Steele wins RNC chairmanship
After a long, cold "winter of discontent" in the Republican Party following the defeat in November, and after eight years of wayward leadership in the Bush White House, this has to be one of the best pieces of news for the Party of Lincoln in a long, long time. After extensive deliberations and much arm-twisting, the Republican National Committee chose former Maryland Lt. Governor Michael Steele to serve as party chairman for the next two years. He was chosen on the sixth ballot, prevailing over South Carolina Republican chairman Katon Dawson by 91 votes to 77. (The incumbent RNC chairman, Mike Duncan, withdrew his name prior to the final round.) Steele's brief but rousing victory speech left no doubt about his energetic approach, competing all across the country, and not putting up with nay-sayers: "And for those of you who wish to obstruct, get ready to get knocked over!" The speech was broadcast on C-SPAN this evening, and is already on YouTube; also see his "Blueprint for Tomorrow".
Steele is not a current member of the Republican National Committee, and is thus considered something of a party "outsider," relatively speaking. He gained widespread respect for his service as Lt. Governor of Maryland, from 2003 to 2007, when Republican Bob Ehrlich was governor. Michael Steele is a fresh, enthusiastic voice for reform in the party, making a clean break from recent years. The Washington Post noted that there is a widespread "backlash against Bush" in the RNC, which is probably an understatement. Hopefully, the growing realization that the former president led his party astray will not be accompanied by undue recrimination. We must face the recent past openly and fearlessly if we are to learn from the mistakes, but we should not wallow in those mistakes, either.

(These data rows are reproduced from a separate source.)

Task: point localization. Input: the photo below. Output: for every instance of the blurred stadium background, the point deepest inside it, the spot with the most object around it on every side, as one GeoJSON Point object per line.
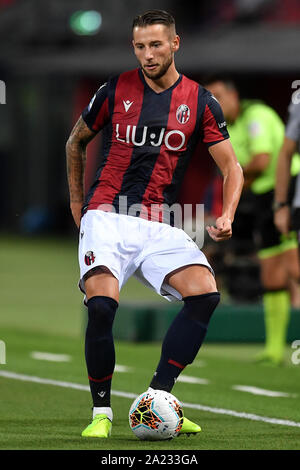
{"type": "Point", "coordinates": [54, 54]}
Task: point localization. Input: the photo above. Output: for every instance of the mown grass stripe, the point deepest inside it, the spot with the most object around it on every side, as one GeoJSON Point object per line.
{"type": "Point", "coordinates": [195, 406]}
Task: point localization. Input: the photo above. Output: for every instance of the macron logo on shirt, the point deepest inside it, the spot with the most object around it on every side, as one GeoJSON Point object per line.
{"type": "Point", "coordinates": [127, 104]}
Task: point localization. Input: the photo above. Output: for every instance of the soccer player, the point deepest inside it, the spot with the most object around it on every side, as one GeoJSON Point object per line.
{"type": "Point", "coordinates": [291, 143]}
{"type": "Point", "coordinates": [257, 133]}
{"type": "Point", "coordinates": [152, 118]}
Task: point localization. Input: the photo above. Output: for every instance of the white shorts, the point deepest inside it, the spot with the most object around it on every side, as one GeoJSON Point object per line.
{"type": "Point", "coordinates": [129, 246]}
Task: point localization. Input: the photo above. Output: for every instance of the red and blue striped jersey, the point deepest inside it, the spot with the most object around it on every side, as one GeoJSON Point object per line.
{"type": "Point", "coordinates": [149, 138]}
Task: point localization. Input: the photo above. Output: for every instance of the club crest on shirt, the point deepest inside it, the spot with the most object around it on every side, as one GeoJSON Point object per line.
{"type": "Point", "coordinates": [89, 258]}
{"type": "Point", "coordinates": [183, 113]}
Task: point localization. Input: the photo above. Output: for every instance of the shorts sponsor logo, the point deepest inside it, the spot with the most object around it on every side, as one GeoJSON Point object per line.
{"type": "Point", "coordinates": [183, 113]}
{"type": "Point", "coordinates": [89, 258]}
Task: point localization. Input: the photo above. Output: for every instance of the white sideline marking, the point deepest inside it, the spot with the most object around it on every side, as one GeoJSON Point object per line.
{"type": "Point", "coordinates": [194, 406]}
{"type": "Point", "coordinates": [198, 363]}
{"type": "Point", "coordinates": [262, 391]}
{"type": "Point", "coordinates": [43, 356]}
{"type": "Point", "coordinates": [119, 368]}
{"type": "Point", "coordinates": [192, 380]}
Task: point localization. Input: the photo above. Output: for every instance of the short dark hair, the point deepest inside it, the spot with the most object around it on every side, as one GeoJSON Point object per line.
{"type": "Point", "coordinates": [154, 17]}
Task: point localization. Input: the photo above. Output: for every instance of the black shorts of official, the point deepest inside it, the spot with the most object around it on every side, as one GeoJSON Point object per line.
{"type": "Point", "coordinates": [266, 234]}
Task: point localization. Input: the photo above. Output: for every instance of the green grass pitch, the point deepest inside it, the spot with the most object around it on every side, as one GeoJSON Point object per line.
{"type": "Point", "coordinates": [41, 311]}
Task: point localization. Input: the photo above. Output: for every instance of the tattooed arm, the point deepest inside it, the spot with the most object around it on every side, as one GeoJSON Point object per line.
{"type": "Point", "coordinates": [80, 136]}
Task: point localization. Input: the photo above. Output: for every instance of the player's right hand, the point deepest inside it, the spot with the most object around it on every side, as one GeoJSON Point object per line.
{"type": "Point", "coordinates": [282, 220]}
{"type": "Point", "coordinates": [76, 212]}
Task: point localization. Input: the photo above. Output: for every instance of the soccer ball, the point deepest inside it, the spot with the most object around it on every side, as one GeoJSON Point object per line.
{"type": "Point", "coordinates": [156, 415]}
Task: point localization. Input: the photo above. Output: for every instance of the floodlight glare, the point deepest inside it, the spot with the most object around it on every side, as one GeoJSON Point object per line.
{"type": "Point", "coordinates": [86, 23]}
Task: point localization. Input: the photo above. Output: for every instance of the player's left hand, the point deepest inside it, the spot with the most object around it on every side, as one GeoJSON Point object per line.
{"type": "Point", "coordinates": [222, 230]}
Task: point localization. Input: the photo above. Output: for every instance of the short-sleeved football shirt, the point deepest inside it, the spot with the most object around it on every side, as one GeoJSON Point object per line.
{"type": "Point", "coordinates": [149, 138]}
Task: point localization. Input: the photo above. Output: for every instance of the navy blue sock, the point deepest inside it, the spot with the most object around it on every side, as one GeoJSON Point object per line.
{"type": "Point", "coordinates": [99, 347]}
{"type": "Point", "coordinates": [184, 338]}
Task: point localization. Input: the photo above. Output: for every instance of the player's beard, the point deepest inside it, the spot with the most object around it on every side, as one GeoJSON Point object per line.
{"type": "Point", "coordinates": [162, 71]}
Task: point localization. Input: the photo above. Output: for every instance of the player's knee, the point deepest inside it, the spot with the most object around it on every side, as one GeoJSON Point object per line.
{"type": "Point", "coordinates": [101, 312]}
{"type": "Point", "coordinates": [201, 307]}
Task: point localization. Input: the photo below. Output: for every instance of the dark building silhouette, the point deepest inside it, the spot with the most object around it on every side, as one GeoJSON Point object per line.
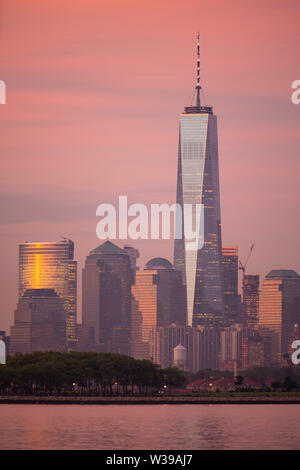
{"type": "Point", "coordinates": [106, 299]}
{"type": "Point", "coordinates": [230, 284]}
{"type": "Point", "coordinates": [40, 323]}
{"type": "Point", "coordinates": [158, 299]}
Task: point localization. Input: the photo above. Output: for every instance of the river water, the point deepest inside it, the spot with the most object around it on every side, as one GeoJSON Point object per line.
{"type": "Point", "coordinates": [166, 427]}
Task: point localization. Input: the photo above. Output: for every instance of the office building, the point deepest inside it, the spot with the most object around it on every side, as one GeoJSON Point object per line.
{"type": "Point", "coordinates": [158, 299]}
{"type": "Point", "coordinates": [39, 323]}
{"type": "Point", "coordinates": [279, 311]}
{"type": "Point", "coordinates": [230, 284]}
{"type": "Point", "coordinates": [50, 265]}
{"type": "Point", "coordinates": [106, 299]}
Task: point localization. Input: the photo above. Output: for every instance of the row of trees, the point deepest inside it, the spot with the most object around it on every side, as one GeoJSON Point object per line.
{"type": "Point", "coordinates": [84, 373]}
{"type": "Point", "coordinates": [281, 378]}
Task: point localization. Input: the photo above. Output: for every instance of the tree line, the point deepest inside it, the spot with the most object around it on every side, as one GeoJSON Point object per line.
{"type": "Point", "coordinates": [84, 373]}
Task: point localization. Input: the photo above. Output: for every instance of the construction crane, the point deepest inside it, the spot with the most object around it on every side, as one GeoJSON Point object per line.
{"type": "Point", "coordinates": [243, 268]}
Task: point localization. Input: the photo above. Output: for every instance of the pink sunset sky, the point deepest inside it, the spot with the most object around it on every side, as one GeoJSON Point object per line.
{"type": "Point", "coordinates": [94, 94]}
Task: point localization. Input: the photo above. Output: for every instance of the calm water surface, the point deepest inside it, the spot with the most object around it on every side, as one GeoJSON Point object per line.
{"type": "Point", "coordinates": [150, 427]}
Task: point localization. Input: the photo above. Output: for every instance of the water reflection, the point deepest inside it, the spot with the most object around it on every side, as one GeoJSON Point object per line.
{"type": "Point", "coordinates": [149, 427]}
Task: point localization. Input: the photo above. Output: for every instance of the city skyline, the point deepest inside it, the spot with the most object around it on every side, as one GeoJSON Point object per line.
{"type": "Point", "coordinates": [44, 204]}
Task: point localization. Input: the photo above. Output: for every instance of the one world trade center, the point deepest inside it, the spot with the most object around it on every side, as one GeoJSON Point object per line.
{"type": "Point", "coordinates": [198, 184]}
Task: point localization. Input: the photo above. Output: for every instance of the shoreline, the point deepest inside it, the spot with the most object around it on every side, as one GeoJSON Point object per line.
{"type": "Point", "coordinates": [205, 400]}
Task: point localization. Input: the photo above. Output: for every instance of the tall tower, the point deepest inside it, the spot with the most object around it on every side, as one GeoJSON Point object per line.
{"type": "Point", "coordinates": [106, 298]}
{"type": "Point", "coordinates": [279, 310]}
{"type": "Point", "coordinates": [50, 265]}
{"type": "Point", "coordinates": [198, 183]}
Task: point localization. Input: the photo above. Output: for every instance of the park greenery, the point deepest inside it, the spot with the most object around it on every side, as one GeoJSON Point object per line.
{"type": "Point", "coordinates": [84, 373]}
{"type": "Point", "coordinates": [105, 374]}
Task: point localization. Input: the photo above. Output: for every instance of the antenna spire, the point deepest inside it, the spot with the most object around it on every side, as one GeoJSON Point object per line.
{"type": "Point", "coordinates": [198, 86]}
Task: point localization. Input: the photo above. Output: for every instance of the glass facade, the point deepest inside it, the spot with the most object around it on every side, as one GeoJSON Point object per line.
{"type": "Point", "coordinates": [198, 183]}
{"type": "Point", "coordinates": [50, 265]}
{"type": "Point", "coordinates": [40, 323]}
{"type": "Point", "coordinates": [279, 311]}
{"type": "Point", "coordinates": [106, 298]}
{"type": "Point", "coordinates": [158, 299]}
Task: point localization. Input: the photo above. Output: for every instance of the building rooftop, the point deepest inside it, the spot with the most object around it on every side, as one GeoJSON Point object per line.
{"type": "Point", "coordinates": [40, 293]}
{"type": "Point", "coordinates": [282, 273]}
{"type": "Point", "coordinates": [158, 263]}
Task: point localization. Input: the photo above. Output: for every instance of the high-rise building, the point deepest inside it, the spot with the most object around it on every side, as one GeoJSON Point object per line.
{"type": "Point", "coordinates": [39, 323]}
{"type": "Point", "coordinates": [279, 311]}
{"type": "Point", "coordinates": [106, 299]}
{"type": "Point", "coordinates": [50, 265]}
{"type": "Point", "coordinates": [250, 300]}
{"type": "Point", "coordinates": [198, 184]}
{"type": "Point", "coordinates": [230, 346]}
{"type": "Point", "coordinates": [230, 284]}
{"type": "Point", "coordinates": [158, 299]}
{"type": "Point", "coordinates": [202, 345]}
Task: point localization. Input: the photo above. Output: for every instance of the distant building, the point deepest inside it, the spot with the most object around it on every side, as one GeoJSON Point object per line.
{"type": "Point", "coordinates": [133, 254]}
{"type": "Point", "coordinates": [198, 183]}
{"type": "Point", "coordinates": [279, 310]}
{"type": "Point", "coordinates": [250, 300]}
{"type": "Point", "coordinates": [50, 265]}
{"type": "Point", "coordinates": [39, 323]}
{"type": "Point", "coordinates": [6, 340]}
{"type": "Point", "coordinates": [230, 347]}
{"type": "Point", "coordinates": [230, 284]}
{"type": "Point", "coordinates": [202, 346]}
{"type": "Point", "coordinates": [180, 357]}
{"type": "Point", "coordinates": [158, 299]}
{"type": "Point", "coordinates": [253, 349]}
{"type": "Point", "coordinates": [106, 299]}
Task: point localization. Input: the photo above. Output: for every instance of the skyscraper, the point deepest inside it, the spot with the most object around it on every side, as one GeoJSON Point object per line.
{"type": "Point", "coordinates": [50, 265]}
{"type": "Point", "coordinates": [106, 298]}
{"type": "Point", "coordinates": [39, 323]}
{"type": "Point", "coordinates": [198, 183]}
{"type": "Point", "coordinates": [279, 311]}
{"type": "Point", "coordinates": [230, 284]}
{"type": "Point", "coordinates": [158, 299]}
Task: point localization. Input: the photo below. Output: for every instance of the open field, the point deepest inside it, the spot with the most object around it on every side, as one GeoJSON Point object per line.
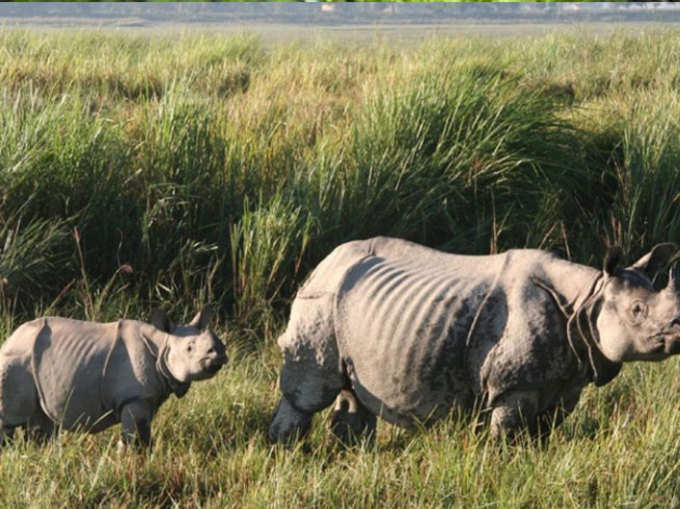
{"type": "Point", "coordinates": [146, 170]}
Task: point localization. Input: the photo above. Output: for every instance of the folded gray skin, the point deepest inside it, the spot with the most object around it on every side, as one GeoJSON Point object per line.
{"type": "Point", "coordinates": [90, 376]}
{"type": "Point", "coordinates": [404, 332]}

For many people, Steele's African-American heritage is the most significant feature about him; it's the title of the CNN.com story on his election, for example. For me, Steele's victory is a welcome sign that the center-right-oriented Republican Leadership Council is regaining in influence within the party. Steele was a principal leader of the RLC until a few months ago. Often castigated by some in the party as "not conservative," they are in fact the best hope the GOP has for attractive new voters (or bringing back former Republican voters) and thereby regaining majority status.
Goodbye to Blago
Crooks almost always get their comeuppance in the end, and Gov. Rod Blagojevich's political career came to a swift and merciless end yesterday. The Illinois State Senate not only voted 59-0 to remove him from office, but also passed a resolution barring him from ever holding public office in the state again. Maybe he can move to Indiana -- after his jail sentence has been served!